September 19, 2024

Farhad Moshiri, the club’s owner, previously stated that the club was ‘strong’ enough to fund the stadium, but now they require operating financial injections. At Everton’s annual general meeting in January 2019, the club’s owner, Farhad Moshiri, made a startling commitment. When asked about the club’s plans to build a 52,888-seat stadium at Bramley-Moore Dock, the club’s majority stakeholder said, “I’ll throw as much money as needed. Private markets will supply £350 million, naming rights will offer further funds, and there may be a £100 million equity gap.”

He continued, “[This club] is enough strong to see the idea through. It’s not a luxury; we need to get it done. “If we want to be a big club, we need a modern stadium, which we will get.” Moshiri was still reading from the same script around 15 months ago, in January 2023. He told Everton’s Fan Advisory Board: “The club is not for sale, but I have been speaking with high-quality investors to bridge a stadium gap. I can do it myself; my goal is to bring great sports investors to Everton, which is one of the reasons fans want to see improvement: more talent. We are getting close to finalizing a deal.”

Those monitoring the club’s operations at the time would have noticed the signals that have led to Everton now hiring a leading company of restructuring and bankruptcy advisers to assist with their massive debts. One of the first warning signals was the club’s statement a year after Moshiri’s promise to “throw as much money as needed” into the stadium project. Everton made a big deal out of what appeared to be a crucial appointment in January 2020, employing the US investment bank JP Morgan and Japan’s largest bank, MUFG, to assist raise the £500 million required to build the ground.

The two are such well-known figures in finance that the combination appeared to be one of the season’s most noteworthy signings. However, the partnership became an albatross for the club, since the combined efforts of those two massive financial giants failed to get funding for the project after nearly four years of attempting. According to experts, the standard approach of financing new stadiums is to secure all of the necessary finances before a shovel is placed in the ground, even though clubs generally refinance projects at a later date.

Without the security of that investment, and with former well-known lenders like as Santander and Industrial and Commercial Bank of China no longer lending to the club, Everton were forced to borrow from a variety of sources to meet its working capital needs. Everton created an £80 million “credit facility” in September 2019 with a business named Rights and Media Funding (RMF), a Cheshire-based organization with zero employees that borrows funds from opaque offshore firms to lend to football clubs. The debt to RMF quickly escalated.

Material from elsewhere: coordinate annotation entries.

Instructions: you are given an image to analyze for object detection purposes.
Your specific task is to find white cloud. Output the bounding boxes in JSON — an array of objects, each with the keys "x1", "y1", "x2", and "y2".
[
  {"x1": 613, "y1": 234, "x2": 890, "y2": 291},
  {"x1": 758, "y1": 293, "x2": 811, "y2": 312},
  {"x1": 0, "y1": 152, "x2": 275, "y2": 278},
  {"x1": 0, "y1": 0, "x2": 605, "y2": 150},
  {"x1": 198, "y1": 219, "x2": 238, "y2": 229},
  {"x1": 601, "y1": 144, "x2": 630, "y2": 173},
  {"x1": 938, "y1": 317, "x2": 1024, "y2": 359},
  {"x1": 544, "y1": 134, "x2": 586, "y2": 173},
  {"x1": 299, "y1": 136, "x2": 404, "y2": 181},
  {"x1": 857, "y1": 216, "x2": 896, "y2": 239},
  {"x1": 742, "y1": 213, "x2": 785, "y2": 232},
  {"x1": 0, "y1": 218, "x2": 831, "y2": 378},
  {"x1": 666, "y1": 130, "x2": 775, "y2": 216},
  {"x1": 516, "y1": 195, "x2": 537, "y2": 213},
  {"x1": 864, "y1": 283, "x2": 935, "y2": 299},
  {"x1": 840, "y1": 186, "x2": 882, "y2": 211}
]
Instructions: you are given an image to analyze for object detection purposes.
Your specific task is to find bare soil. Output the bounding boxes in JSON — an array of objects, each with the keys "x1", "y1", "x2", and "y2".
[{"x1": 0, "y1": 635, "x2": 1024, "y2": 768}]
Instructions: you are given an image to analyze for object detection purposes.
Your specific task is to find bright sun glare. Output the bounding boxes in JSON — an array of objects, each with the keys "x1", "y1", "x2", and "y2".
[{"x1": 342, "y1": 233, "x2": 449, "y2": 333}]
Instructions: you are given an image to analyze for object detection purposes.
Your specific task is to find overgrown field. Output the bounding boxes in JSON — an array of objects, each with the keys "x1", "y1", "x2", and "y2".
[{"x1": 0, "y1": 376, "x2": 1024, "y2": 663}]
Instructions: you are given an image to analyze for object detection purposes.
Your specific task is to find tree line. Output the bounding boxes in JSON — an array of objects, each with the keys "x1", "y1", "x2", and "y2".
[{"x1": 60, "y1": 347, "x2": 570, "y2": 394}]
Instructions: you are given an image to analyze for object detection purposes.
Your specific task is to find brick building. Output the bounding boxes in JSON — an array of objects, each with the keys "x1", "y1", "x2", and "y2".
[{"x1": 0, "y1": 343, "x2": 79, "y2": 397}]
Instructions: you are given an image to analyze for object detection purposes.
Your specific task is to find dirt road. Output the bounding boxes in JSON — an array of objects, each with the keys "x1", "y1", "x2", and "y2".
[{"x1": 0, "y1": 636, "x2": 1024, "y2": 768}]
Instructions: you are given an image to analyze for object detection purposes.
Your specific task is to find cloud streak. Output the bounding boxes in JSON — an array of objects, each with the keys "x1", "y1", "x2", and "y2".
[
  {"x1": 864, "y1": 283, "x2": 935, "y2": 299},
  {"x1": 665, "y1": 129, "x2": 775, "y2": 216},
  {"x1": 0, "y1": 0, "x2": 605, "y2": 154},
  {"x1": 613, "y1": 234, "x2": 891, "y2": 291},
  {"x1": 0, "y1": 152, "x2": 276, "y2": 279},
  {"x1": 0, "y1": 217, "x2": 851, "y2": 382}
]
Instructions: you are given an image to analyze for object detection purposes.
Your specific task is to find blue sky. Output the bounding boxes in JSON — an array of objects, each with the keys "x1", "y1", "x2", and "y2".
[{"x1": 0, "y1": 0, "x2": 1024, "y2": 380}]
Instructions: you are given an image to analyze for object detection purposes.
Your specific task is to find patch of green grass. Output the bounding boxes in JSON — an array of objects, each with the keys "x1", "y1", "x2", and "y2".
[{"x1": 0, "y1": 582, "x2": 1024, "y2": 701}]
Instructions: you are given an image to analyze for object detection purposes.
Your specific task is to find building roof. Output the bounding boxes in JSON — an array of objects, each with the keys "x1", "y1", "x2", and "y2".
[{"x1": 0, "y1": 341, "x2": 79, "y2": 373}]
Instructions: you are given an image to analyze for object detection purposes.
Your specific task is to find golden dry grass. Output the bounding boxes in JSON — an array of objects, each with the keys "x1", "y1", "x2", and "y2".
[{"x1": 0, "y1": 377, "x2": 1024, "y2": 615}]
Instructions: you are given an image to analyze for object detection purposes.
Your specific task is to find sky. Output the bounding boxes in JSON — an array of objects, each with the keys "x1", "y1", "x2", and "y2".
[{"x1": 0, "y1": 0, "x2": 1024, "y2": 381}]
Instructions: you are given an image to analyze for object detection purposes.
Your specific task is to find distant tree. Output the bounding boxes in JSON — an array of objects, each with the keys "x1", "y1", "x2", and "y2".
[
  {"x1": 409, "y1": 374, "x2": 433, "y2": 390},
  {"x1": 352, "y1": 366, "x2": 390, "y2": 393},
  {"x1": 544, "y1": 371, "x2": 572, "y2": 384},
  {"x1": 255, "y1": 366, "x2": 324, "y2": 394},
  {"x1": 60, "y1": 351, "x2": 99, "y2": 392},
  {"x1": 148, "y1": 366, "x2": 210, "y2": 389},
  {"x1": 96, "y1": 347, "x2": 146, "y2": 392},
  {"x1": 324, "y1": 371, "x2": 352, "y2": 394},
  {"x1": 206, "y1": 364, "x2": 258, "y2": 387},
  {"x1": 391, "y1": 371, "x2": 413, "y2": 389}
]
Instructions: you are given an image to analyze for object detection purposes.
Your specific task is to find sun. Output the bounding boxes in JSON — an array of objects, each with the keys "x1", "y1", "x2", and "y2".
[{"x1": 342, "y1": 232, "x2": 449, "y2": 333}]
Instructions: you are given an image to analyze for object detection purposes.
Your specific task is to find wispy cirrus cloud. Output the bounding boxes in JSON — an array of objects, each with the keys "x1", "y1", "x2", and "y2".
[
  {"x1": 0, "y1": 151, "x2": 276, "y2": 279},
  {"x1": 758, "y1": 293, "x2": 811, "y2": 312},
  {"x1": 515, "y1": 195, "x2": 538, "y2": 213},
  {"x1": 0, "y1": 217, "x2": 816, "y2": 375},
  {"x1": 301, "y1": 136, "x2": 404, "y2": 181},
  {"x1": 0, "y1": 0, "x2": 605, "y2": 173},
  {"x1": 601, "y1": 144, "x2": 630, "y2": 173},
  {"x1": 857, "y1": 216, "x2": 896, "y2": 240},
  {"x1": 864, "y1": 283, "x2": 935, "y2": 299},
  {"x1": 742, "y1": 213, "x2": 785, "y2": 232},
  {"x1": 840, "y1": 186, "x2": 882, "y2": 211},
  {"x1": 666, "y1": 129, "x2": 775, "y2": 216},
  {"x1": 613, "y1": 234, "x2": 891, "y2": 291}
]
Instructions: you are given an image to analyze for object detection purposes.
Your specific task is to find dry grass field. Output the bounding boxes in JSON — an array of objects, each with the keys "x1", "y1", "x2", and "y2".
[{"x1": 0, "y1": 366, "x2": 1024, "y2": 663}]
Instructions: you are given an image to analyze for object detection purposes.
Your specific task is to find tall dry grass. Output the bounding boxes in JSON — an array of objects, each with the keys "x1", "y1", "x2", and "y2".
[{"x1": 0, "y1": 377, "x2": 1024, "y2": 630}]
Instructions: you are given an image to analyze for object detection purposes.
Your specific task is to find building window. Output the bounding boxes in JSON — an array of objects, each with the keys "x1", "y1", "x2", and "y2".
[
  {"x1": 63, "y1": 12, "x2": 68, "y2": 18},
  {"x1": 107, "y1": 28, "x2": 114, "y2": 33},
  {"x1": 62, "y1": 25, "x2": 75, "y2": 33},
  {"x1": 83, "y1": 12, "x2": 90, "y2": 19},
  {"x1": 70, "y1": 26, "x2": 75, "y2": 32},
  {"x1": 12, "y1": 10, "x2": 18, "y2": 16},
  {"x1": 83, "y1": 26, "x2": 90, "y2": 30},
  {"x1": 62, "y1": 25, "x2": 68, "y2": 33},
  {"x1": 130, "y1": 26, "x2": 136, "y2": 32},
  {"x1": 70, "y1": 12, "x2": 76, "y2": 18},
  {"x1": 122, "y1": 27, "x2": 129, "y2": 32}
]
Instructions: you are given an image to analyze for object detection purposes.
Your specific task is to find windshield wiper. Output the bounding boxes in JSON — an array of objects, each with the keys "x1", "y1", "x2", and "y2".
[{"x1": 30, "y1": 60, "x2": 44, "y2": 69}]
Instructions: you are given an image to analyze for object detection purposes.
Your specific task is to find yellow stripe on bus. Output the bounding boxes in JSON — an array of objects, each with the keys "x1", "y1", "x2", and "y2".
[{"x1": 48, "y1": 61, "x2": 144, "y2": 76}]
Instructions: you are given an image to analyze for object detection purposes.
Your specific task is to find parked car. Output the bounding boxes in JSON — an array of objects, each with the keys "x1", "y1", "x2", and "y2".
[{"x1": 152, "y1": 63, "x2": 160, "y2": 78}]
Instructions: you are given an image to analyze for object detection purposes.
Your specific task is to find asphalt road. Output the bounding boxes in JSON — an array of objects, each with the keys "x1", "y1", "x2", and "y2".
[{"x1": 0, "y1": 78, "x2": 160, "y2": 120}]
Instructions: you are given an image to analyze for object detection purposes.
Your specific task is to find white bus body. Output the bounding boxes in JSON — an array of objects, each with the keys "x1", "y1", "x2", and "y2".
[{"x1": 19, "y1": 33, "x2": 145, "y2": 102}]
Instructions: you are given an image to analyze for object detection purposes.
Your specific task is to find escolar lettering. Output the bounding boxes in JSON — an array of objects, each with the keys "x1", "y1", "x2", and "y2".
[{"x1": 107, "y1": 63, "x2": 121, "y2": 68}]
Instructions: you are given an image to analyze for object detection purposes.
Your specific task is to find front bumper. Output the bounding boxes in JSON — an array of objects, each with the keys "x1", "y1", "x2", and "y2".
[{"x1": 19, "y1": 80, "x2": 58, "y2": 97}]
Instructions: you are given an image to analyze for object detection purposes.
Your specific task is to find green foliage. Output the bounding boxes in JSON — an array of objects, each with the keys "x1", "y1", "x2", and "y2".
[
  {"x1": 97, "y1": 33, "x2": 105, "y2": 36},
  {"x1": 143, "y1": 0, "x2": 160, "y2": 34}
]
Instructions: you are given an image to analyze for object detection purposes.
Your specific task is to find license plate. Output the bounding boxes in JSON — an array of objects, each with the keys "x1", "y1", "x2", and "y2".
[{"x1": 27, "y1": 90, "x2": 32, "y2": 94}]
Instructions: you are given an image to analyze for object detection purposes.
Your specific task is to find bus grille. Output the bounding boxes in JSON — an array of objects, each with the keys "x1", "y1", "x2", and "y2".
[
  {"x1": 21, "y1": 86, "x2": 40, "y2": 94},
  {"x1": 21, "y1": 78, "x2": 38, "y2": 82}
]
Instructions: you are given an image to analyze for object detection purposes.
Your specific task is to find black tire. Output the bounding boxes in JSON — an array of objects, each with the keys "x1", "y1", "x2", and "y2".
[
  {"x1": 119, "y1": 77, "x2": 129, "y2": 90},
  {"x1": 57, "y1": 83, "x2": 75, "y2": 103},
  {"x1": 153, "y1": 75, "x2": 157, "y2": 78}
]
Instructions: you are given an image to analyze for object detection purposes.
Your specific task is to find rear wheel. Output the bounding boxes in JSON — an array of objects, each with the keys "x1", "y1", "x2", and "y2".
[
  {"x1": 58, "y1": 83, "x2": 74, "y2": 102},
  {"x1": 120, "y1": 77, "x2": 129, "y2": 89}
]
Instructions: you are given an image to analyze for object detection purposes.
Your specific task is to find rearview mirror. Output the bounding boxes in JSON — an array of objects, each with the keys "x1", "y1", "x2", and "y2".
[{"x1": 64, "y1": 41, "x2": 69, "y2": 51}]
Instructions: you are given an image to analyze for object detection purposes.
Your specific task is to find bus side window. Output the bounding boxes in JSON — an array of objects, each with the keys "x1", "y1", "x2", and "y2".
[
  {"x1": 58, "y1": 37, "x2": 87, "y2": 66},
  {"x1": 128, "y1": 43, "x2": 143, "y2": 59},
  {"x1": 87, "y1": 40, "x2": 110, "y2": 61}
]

RMF is currently Everton’s top lender, owing over £225 million with an interest rate believed to have reached 10.25 percent. That implies hundreds of thousands of pounds are leaving the club every week. RMF has secured the financing by owning property near Goodison Park. It also contains stipulations in its agreement that are said to have allowed it to block a planned purchase by the US sports investment firm MSP Capital last year. Neither the RMF nor the MSP have previously responded to the Guardian on that point.

MSP itself, together with its partners, Evertonian merchants Andy Bell and George Downing, is another major creditor. According to corporate documents filed in the Isle of Man, the consortium has financed the club around £160 million, backed by the new stadium development, as well as a charge over more than half of Moshiri’s 94% interest in the team. Goodison Park’s finances are so tight that MSP could have taken control of Moshiri’s shares – and thus the club – last month because prospective bidder 777 Partners failed to repay MSP on time as part of the buyout.

In the seven months since attempting to complete its Everton takeover, 777 has lent Everton over £200 million to keep the club afloat. The ongoing need for working capital injections, combined with the enormity of Everton’s debt burden in comparison to its assets, is reported to be causing worry among club directors. When a company runs into financial difficulties, directors must seek professional assistance and regularly monitor its accounts to ensure that it does not trade while insolvent.